Si saudagar melihat bocah yang menjelma Bima dengan tubuh sekokoh trembesi.
Si saudagar melihat tubuh binaragawan. Si saudagar menawarinya semua fasilitas
untuk membuatnya ikut kompetisi binaragawan. Si bocah rela asal ia bisa tetap
merawat sapi-sapi itu. Si saudagar dan si bocah sepakat.
Si bocah lalu tumbuh menjadi pemuda likat. Dadanya menonjol. Lengannya
seperti gumpalan awan mengembang padat. Perutnya rapat. Kaki-kakinya pun kokoh.
Susu-susu sapi kesayangannya mengalir deras dalam tubuhnya.
Tibalah saatnya si pemuda berkompetisi. Si pemuda melewati berbagai
kompetisi. Kejuaraan nasional dimenanginya. Hadiah-hadiah berlimpah baginya.
Hadiah-hadiah yang lebih menarik bagi si saudagar. Pria dan wanita memujanya.
Tak sedikit yang ingin berteman dengannya. Namun, semua itu tak penting bagi si
pemuda. Hanya kedua sapi yang bersama sejak ia kecil yang terpenting baginya.
Seantero negeri mengenalnya. Wartawan datang ke desanya, hendak meliput. Ia
tak suka menjawab pertanyaan. Si pemuda hanya sepakat diliput dengan satu
alasan. Ia akan dipotret bersama kedua sapinya. Ia memeluk dan menciumi
sapi-sapinya. Ia mengalungkan medali di leher mereka. Ia selamanya menyusu kepada
sapi-sapi itu. Seorang wartawan bertanya, “Apa kau selamanya akan menyusu
kepada sapi-sapi itu? Sampai kapan kau akan menyusu kepada sapi-sapi itu?”
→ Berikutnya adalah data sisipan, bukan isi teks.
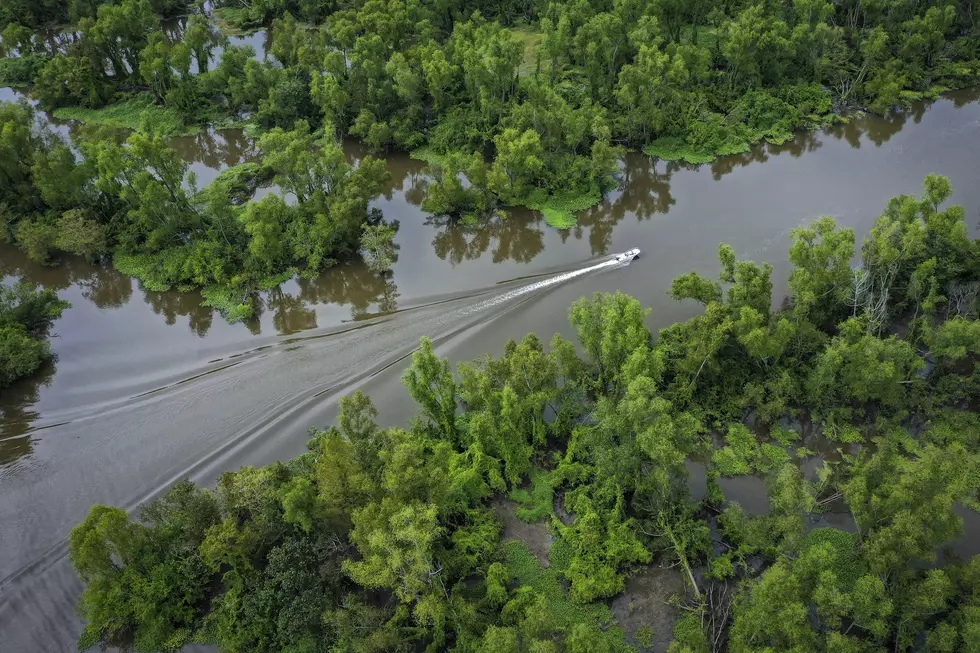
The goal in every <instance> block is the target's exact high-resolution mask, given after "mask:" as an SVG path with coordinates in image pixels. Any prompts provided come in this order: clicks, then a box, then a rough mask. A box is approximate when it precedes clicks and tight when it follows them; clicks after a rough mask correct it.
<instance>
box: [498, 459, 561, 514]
mask: <svg viewBox="0 0 980 653" xmlns="http://www.w3.org/2000/svg"><path fill="white" fill-rule="evenodd" d="M530 483H531V489H530V491H528V490H525V489H524V488H519V487H517V488H514V489H512V490H511V491H510V494H509V496H510V499H511V500H512V501H516V502H517V503H519V504H520V507H518V508H517V518H518V519H520V520H521V521H526V522H528V523H534V522H540V521H544V520H546V519H548V518H549V517H551V515H552V514H553V512H554V501H555V489H554V486H553V481H552V479H551V474H550V473H549V472H547V471H545V470H543V469H540V468H538V467H534V468H532V469H531V473H530Z"/></svg>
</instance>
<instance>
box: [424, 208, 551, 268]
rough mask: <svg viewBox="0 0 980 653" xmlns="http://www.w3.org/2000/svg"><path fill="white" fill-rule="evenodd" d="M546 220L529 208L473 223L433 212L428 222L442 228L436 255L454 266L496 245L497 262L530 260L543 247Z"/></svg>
mask: <svg viewBox="0 0 980 653" xmlns="http://www.w3.org/2000/svg"><path fill="white" fill-rule="evenodd" d="M542 222H544V220H543V219H542V218H541V217H537V216H535V214H532V213H531V212H530V211H519V210H518V211H513V212H512V213H511V214H510V215H509V216H508V217H505V218H498V217H493V218H490V219H488V220H486V221H485V222H483V223H482V224H479V225H476V226H470V225H465V224H462V223H460V222H458V221H456V220H453V219H451V218H449V217H447V216H444V215H430V216H428V217H427V218H426V220H425V224H426V225H428V226H431V227H436V228H438V229H440V231H439V232H438V233H436V235H435V237H434V238H433V239H432V247H433V249H434V250H435V253H436V256H438V257H439V258H440V259H442V260H444V261H448V262H449V263H451V264H452V265H453V266H454V267H455V266H456V265H459V264H460V263H462V262H463V261H464V260H473V259H477V258H479V257H480V256H482V255H483V254H485V253H486V252H487V250H490V249H491V246H492V247H493V250H492V252H491V257H492V260H493V262H494V263H502V262H503V261H506V260H514V261H517V262H518V263H529V262H530V261H532V260H533V259H534V257H535V256H537V255H538V254H540V253H541V252H542V251H544V232H543V231H542V230H541V224H542Z"/></svg>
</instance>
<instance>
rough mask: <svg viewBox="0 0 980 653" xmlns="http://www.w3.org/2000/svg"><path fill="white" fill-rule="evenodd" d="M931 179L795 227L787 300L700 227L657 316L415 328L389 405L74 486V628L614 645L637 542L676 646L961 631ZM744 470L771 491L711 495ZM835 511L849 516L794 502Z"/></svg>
mask: <svg viewBox="0 0 980 653" xmlns="http://www.w3.org/2000/svg"><path fill="white" fill-rule="evenodd" d="M951 190H952V189H951V188H950V185H949V182H948V180H947V179H945V178H943V177H939V176H935V175H931V176H929V177H928V178H927V179H926V180H925V188H924V191H923V194H922V195H921V196H914V195H903V196H900V197H897V198H894V199H893V200H891V201H890V202H889V203H888V205H887V207H886V208H885V210H884V212H883V213H882V215H881V216H880V217H879V218H878V220H877V222H876V223H875V226H874V228H873V229H872V231H871V233H870V234H869V235H868V237H867V238H866V239H865V240H864V242H863V244H862V245H861V246H860V251H859V252H858V251H857V250H856V248H857V244H856V239H855V235H854V233H853V232H852V231H851V230H850V229H847V228H841V227H838V226H837V225H836V224H835V222H834V220H833V219H831V218H821V219H819V220H816V221H815V222H813V223H812V224H811V225H809V226H806V227H800V228H798V229H796V230H795V231H794V233H793V236H792V246H791V248H790V252H789V258H790V261H791V263H792V265H793V270H792V272H791V274H790V277H789V282H788V283H789V285H788V288H789V296H788V298H787V300H786V301H785V302H784V303H783V305H782V308H775V307H774V306H773V284H772V279H771V272H772V269H771V267H770V266H769V265H758V264H755V263H753V262H751V261H744V260H738V258H737V257H736V256H735V254H734V252H733V250H732V249H731V248H730V247H728V246H727V245H721V246H720V247H719V257H718V258H719V273H718V275H717V278H708V277H704V276H701V275H699V274H696V273H693V272H692V273H689V274H685V275H682V276H680V277H678V278H677V279H676V280H675V281H674V283H673V284H672V287H671V296H672V297H673V298H674V299H676V300H678V301H694V302H699V303H700V304H702V305H703V306H704V310H703V313H701V314H699V315H697V316H695V317H693V318H692V319H690V320H687V321H685V322H680V323H677V324H674V325H673V326H670V327H668V328H666V329H663V330H662V331H661V332H660V334H659V336H658V337H657V338H656V339H654V338H653V335H652V334H651V333H650V331H649V329H648V328H647V327H646V324H645V320H646V318H647V314H648V311H646V310H644V309H643V308H642V307H641V306H640V304H639V302H637V301H636V300H635V299H632V298H631V297H629V296H626V295H624V294H621V293H615V294H597V295H595V296H593V297H590V298H583V299H581V300H579V301H577V302H576V303H575V304H574V305H573V306H572V307H571V309H570V311H569V320H570V322H571V324H572V326H573V328H574V330H575V331H576V333H577V343H573V342H571V341H568V340H566V339H564V338H562V337H561V336H555V337H554V338H553V339H552V340H551V341H550V343H548V344H547V345H546V344H545V343H544V342H543V341H542V340H541V339H539V338H538V337H536V336H535V335H533V334H532V335H528V336H526V337H525V338H523V339H522V340H521V341H520V342H510V343H509V344H508V345H507V346H506V347H505V350H504V354H503V356H502V357H500V358H491V357H489V356H487V357H484V358H481V359H479V360H477V361H474V362H472V363H459V364H457V365H456V366H455V370H454V369H453V366H452V365H451V364H450V362H449V361H448V360H445V359H440V358H439V357H438V356H436V355H435V353H434V351H433V347H432V343H431V342H429V341H428V340H427V339H423V340H422V342H421V344H420V347H419V349H418V350H417V351H416V352H415V353H414V355H413V356H412V358H411V365H410V366H409V368H408V369H407V370H406V372H405V374H404V376H403V382H404V385H405V388H406V389H407V391H408V392H409V394H410V395H411V397H412V398H413V399H414V401H415V403H416V404H417V406H418V414H417V416H416V417H415V419H413V420H412V421H411V422H410V423H409V424H407V425H406V426H405V428H380V427H379V426H378V424H377V421H376V418H377V415H378V412H377V409H376V408H375V406H374V405H373V404H372V402H371V400H370V398H369V397H368V396H366V395H364V394H363V393H359V392H358V393H355V394H353V395H350V396H348V397H346V398H345V399H344V400H343V401H342V410H341V414H340V417H339V419H338V421H337V423H336V425H334V426H332V427H330V428H328V429H326V430H314V431H312V432H311V439H310V442H309V452H308V453H306V454H304V455H302V456H300V457H299V458H296V459H294V460H291V461H287V462H280V463H276V464H273V465H270V466H267V467H262V468H252V467H247V468H243V469H241V470H240V471H237V472H229V473H226V474H224V475H223V476H222V477H221V478H220V480H219V481H218V483H217V487H216V488H215V489H214V490H210V489H204V488H201V487H198V486H195V485H194V484H192V483H189V482H182V483H179V484H177V485H176V486H174V487H173V488H172V489H171V490H170V491H169V492H168V493H167V494H166V495H165V496H164V497H162V498H161V499H159V500H156V501H154V502H152V503H150V504H147V505H146V506H144V507H143V509H142V510H141V512H140V514H139V516H138V518H133V517H131V516H129V515H128V514H127V513H126V512H125V511H123V510H121V509H119V508H113V507H109V506H95V507H93V508H92V510H91V512H90V514H89V516H88V518H87V519H86V520H85V521H84V523H82V524H80V525H78V526H77V527H76V528H75V529H74V530H73V531H72V534H71V545H70V556H71V560H72V562H73V564H74V566H75V568H76V570H77V571H78V573H79V574H80V575H81V577H82V578H83V580H84V581H85V583H86V585H87V588H86V590H85V592H84V595H83V597H82V599H81V611H82V613H83V615H84V616H85V618H86V620H87V621H88V627H87V629H86V630H85V632H84V634H83V635H82V639H81V641H80V642H79V644H80V645H81V646H82V647H87V646H91V645H94V644H97V643H99V642H101V643H105V644H120V645H131V646H133V647H134V648H135V649H137V650H146V651H154V650H161V649H162V650H175V649H178V648H180V647H181V646H183V645H185V644H187V643H190V642H209V643H214V644H217V645H218V646H219V648H220V649H221V650H227V651H321V650H322V651H380V650H397V651H420V650H431V651H435V650H454V651H481V652H482V651H486V652H491V651H493V652H497V651H501V652H519V651H535V652H545V651H570V652H573V653H575V652H582V653H584V652H586V651H588V652H590V653H594V652H596V651H627V650H631V647H634V646H641V647H642V646H645V645H646V644H645V643H647V644H648V643H650V642H651V641H652V638H653V633H652V632H651V631H650V629H649V628H648V627H641V628H638V629H636V630H635V632H625V631H624V630H623V629H622V628H621V627H619V626H618V625H617V624H616V623H615V621H614V620H613V619H612V616H611V613H610V611H609V608H608V605H607V604H606V603H605V601H606V600H607V599H609V598H610V597H614V596H616V595H618V594H619V593H621V592H622V591H623V589H624V586H625V583H626V580H627V578H628V577H629V576H630V575H631V574H633V573H634V572H636V571H638V570H642V569H643V568H644V566H646V565H651V564H659V565H663V566H675V567H676V568H677V569H678V570H679V571H680V572H681V574H682V576H683V578H684V579H685V582H686V588H685V591H684V592H682V593H680V594H679V595H678V596H676V597H675V599H674V601H675V603H676V604H677V606H678V607H680V608H681V612H682V616H681V618H680V619H678V620H677V621H676V624H675V626H674V631H673V641H672V643H671V644H670V647H669V651H671V653H690V652H697V653H703V652H708V651H730V652H732V653H743V652H744V653H748V652H750V651H751V652H757V651H773V652H775V651H793V652H798V653H805V652H806V653H809V652H814V653H820V652H828V653H829V652H831V651H833V652H835V653H836V652H839V651H845V652H852V651H853V652H855V653H857V652H862V653H863V652H867V653H877V652H882V653H884V652H885V651H911V650H923V651H930V652H933V651H935V652H947V653H953V652H962V653H967V652H970V651H975V650H977V647H978V646H980V559H976V558H975V559H973V560H962V559H959V558H958V557H957V556H956V554H955V552H954V551H953V550H952V549H951V548H949V545H950V544H951V543H952V542H953V541H954V540H955V539H956V538H957V537H959V536H960V535H961V534H962V517H961V516H960V512H959V511H961V510H964V509H977V508H980V503H978V500H980V496H978V489H980V482H978V478H980V453H978V445H980V421H978V417H977V410H976V409H977V405H978V401H980V372H978V368H977V366H976V361H977V357H978V356H980V326H978V325H980V322H978V321H977V313H978V308H980V307H978V289H980V243H978V241H976V240H971V239H970V237H969V235H968V232H967V228H966V224H965V216H964V211H963V210H962V208H961V207H957V206H947V205H946V203H947V200H948V198H949V196H950V194H951ZM857 254H859V257H860V265H859V266H857V267H852V260H853V259H854V258H855V256H856V255H857ZM801 420H810V421H812V422H813V424H814V425H815V426H816V427H817V428H816V431H817V432H818V436H817V437H821V438H826V439H827V440H829V441H830V442H832V443H834V444H835V445H836V446H837V447H838V450H839V453H840V456H839V457H838V458H837V459H835V460H831V459H823V458H818V457H815V454H814V452H813V451H811V450H810V449H808V447H809V446H811V445H812V444H813V443H812V441H806V440H804V439H803V438H802V435H801V431H802V429H801V428H800V426H799V424H800V422H801ZM808 461H809V462H816V465H809V466H808V465H807V462H808ZM692 467H703V469H704V470H705V472H706V478H707V489H706V491H705V492H704V493H703V496H695V493H694V492H692V489H691V483H690V478H689V475H690V472H691V469H692ZM806 470H811V471H806ZM744 474H756V475H759V476H762V477H763V478H765V480H766V486H767V488H768V493H769V511H768V513H766V514H762V515H754V514H750V513H748V512H747V511H745V510H744V509H743V508H742V507H741V506H739V504H738V503H737V502H734V501H731V500H729V499H727V498H726V497H725V495H724V493H723V491H722V489H721V484H720V482H719V479H720V478H721V477H723V476H733V475H744ZM501 496H510V497H511V498H512V499H513V500H514V501H516V502H517V503H518V504H519V506H520V508H519V510H518V513H517V515H518V516H519V517H520V518H522V519H525V520H528V521H543V522H544V523H545V524H546V525H547V527H548V529H549V531H550V533H551V535H552V542H551V546H550V551H549V553H548V562H549V563H550V564H549V565H548V566H547V567H542V565H541V563H540V561H539V560H537V559H536V558H535V557H534V555H532V552H531V550H530V549H529V548H528V547H527V546H526V545H525V544H523V543H521V542H519V541H514V540H504V541H502V540H501V528H502V526H501V522H500V520H499V517H498V515H497V513H496V512H495V511H494V509H493V507H492V505H493V504H499V500H500V497H501ZM831 511H836V512H843V513H844V514H846V515H848V519H847V520H846V521H847V523H849V524H853V528H848V529H847V530H842V529H840V528H829V527H826V526H821V527H816V528H814V527H813V526H814V521H815V520H816V519H817V518H818V517H819V516H820V515H821V514H822V513H827V512H831Z"/></svg>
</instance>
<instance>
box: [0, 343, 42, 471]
mask: <svg viewBox="0 0 980 653" xmlns="http://www.w3.org/2000/svg"><path fill="white" fill-rule="evenodd" d="M54 373H55V362H54V361H53V360H51V361H48V362H46V363H44V365H42V366H41V369H39V370H38V371H37V373H36V374H34V375H33V376H31V377H30V378H26V379H21V380H20V381H18V382H16V383H14V384H13V385H11V386H10V387H7V388H4V390H3V392H2V393H0V468H3V467H5V466H7V465H9V464H10V463H12V462H14V461H15V460H17V459H18V458H22V457H23V456H26V455H28V454H29V453H31V451H32V450H33V448H34V447H33V445H34V439H33V438H32V437H31V434H30V430H31V424H33V423H34V421H35V420H36V419H37V418H38V417H39V414H38V412H37V411H35V410H32V409H33V407H34V404H36V403H37V402H38V399H40V394H41V388H42V387H45V386H48V385H50V384H51V379H53V378H54Z"/></svg>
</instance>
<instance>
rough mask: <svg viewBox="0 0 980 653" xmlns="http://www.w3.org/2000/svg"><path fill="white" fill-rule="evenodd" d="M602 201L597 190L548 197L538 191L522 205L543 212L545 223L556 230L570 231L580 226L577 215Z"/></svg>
mask: <svg viewBox="0 0 980 653" xmlns="http://www.w3.org/2000/svg"><path fill="white" fill-rule="evenodd" d="M601 201H602V195H601V193H600V192H599V190H598V189H597V188H590V189H588V190H583V191H578V192H567V193H555V194H553V195H547V196H546V195H545V194H544V193H543V192H542V191H541V190H536V191H535V192H533V193H531V194H530V195H529V196H528V197H527V199H526V200H524V201H523V202H522V204H524V205H525V206H527V207H528V208H529V209H534V210H535V211H541V214H542V215H544V219H545V221H546V222H547V223H548V224H550V225H551V226H552V227H554V228H555V229H570V228H572V227H574V226H575V225H576V224H578V220H577V219H576V218H575V214H576V213H579V212H580V211H584V210H586V209H589V208H592V207H593V206H595V205H596V204H598V203H599V202H601Z"/></svg>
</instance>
“Selamanya. Akulah anak mereka. Bukankah seorang anak harus menyusu kepada
ibunya?”
***
Putri masih akan menceritakan kisah susu lain kepada ibunya. Putri berdiri
di luar ruang operasi. Susu ibu kini tak ada lagi. Akar-akar kanker
payudaranya.
Cerpen Menyusu Ibu karya Dian Supangat diterbitkan pertama oleh Jawa Pos
edisi Minggu 02 Februari 2023. Dian merupakan Peserta Menulis Fiksi Bersama
Okky Madasari yang dihelat Jawa Pos pada 12 Desember lalu. Dian adalah seorang
guru dengan semangat murid. Gemar membaca dan menulis cerpen. Bebrapa kali juga
membagikan tulisan perjalanan di media.